A multidisciplinary team will see them at home, while physiotherapists and occupational therapists attend on the day of discharge, says Ms Allen, who works at Birmingham Community Healthcare NHS Foundation Trust.

‘Social workers are part of the team, so if nurses have safeguarding concerns they can be discussed straight away. There is no waiting in a queue for days before speaking to a social worker.

‘The team has the flexibility to change things that person needs immediately, promoting a person’s independence and saving money.’

The approach is a partnership between the trust, Birmingham City Council, University Hospitals Birmingham NHS Foundation Trust, Birmingham and Solihull Mental Health NHS Foundation Trust, NHS Birmingham and Solihull Integrated Care Board and the former Sandwell and West Birmingham CCG.

Workforce retention

Nurses Lucy Lewis and Mandy Waldon, both consultant practitioners specialising in frailty, say workforce retention and budgets are barriers to more EI in the community. They work in the NHS at Home service of Wiltshire Health and Care, which provides EI in people’s homes for up to 14 days, as an alternative to hospital.

Ms Waldon says: ‘We are 48% fully recruited to all posts in our service. We can’t increase this because there aren’t the staff available to fill posts.’

Ms Lewis has also seen the detrimental impact of separate health and social care budgets. This is also raised in the Joining the Dots report, which recommends that health and social care should be integrated.

Ms Lewis says: ‘A woman left hospital with a package of care for only morning and evening.

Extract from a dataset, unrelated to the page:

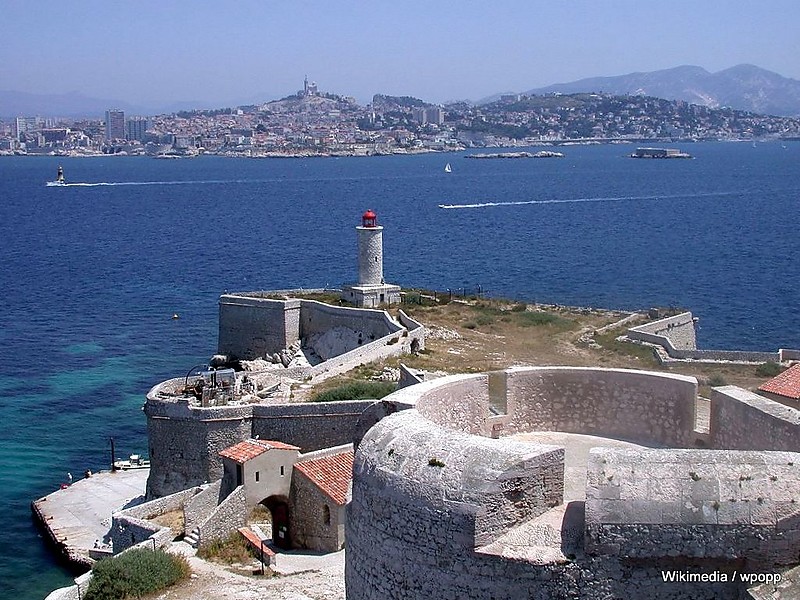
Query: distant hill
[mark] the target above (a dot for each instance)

Separately, she had a diuretic for heart failure due at lunchtime.

‘She hadn’t been taking it because with her package of care no one was supporting her at lunchtime. As a result she had fluid buildup, breathing difficulties and oedema in the legs. Social services said they couldn’t do the lunchtime call because it was a health need, not a social need.

‘Urgent care at home services, which are funded by the health budget, said they couldn’t manage medication for a long-term condition. Meanwhile, there is this woman in the middle who needs to take her medication or she will be another hospital admission.’